Tuesday 12 May 2015

New Cancer Therapy "Dissolves" Woman's Tumor In 3 Weeks

by Justine Alford
In medicine, there is often the concern that a patient will not respond to a particular treatment, but in a turn for the books, physicians are now worried that a new cancer treatment might be so effective at eliminating tumors that it does more harm than good.
After receiving a single treatment of a novel combination therapy, a woman’s tumor seemingly “dissolved” from her chest in just three weeks, leaving her with a gaping hole in its place. The patient received the same cocktail of skin cancer drugs as almost 150 individuals enrolled in a clinical trial designed to test whether one of the therapies worked better on its own or when combined with another. While most patients did significantly better on the combination therapy, researchers were left gobsmacked by this woman’s rapid and dramatic response and have consequently described her case in the New England Journal of Medicinealongside the trial results.
The therapies the scientists were investigating were the FDA-approved melanoma drugsYervoy (ipilimumab) and Opdivo (nivolumab), which are both antibodies. The former works by interfering with a molecule that can switch off a type of cancer-fighting immune cell called a T-cell, whereas the latter blocks a pathway that can lead to the death of T-cells. Although they act in different ways, both drugs ultimately stimulate the immune system to fight cancer cells.

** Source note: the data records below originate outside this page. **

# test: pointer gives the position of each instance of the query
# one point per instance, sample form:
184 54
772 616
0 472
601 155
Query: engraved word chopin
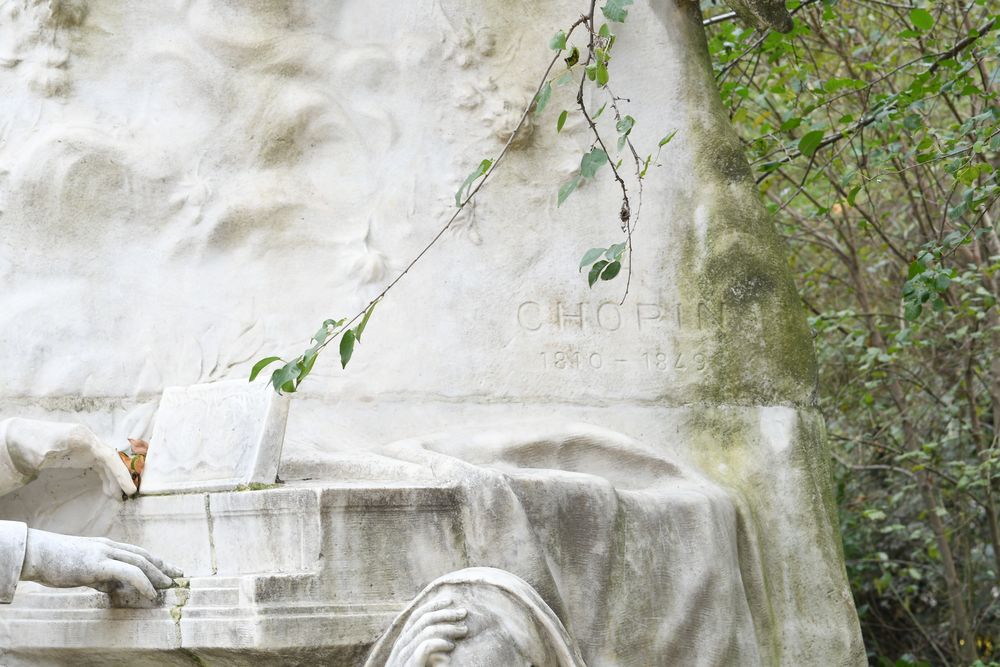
639 317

For the trial, 142 patients with melanoma that had spread to other parts of the body, or metastasized, were randomly assigned either Yervoy plus a placebo or Yervoy in combination with Opdivo. They found that, overall, patients in the combination group fared significantly better than those receiving Yervoy and the placebo. Fifty-three percent of these patients experienced at least 80% tumor shrinkage, and melanoma became undetectable in 22% by the end of the study—a remarkable response for stage IV cancer. None of the patients in the Yervoy monotherapy group achieved this outcome.
Although the trial is now over, it has been extended so that some advanced melanoma patients can still access the combination treatment, which is how the woman described earlier managed to receive the treatment, Live Science reports. According to the case report, the 49-year-old had undergone both surgery and chemotherapy to treat melanoma over a period of four years. Although she had several tumors removed, the disease was persistent and five months ago she developed a large mass under her left breast, which was presumed to have spread from the primary melanoma on her back.
She was given a single dose of the new combination therapy, but when she returned for her second just three weeks later, she reported that her tumor had “disappeared.” Alongside the obvious hole in her chest, CT scans confirmed that the large tumor had been completely eradicated. While such a rapid and dramatic response may sound desirable, the researchers have expressed concerns since if this were to happen to a tumor elsewhere in the body, such as the bowel or heart, it could have grave consequences.
“It is ironic that we are now concerned about the possibility of overly vigorous antimelanoma responses,” the researchers write.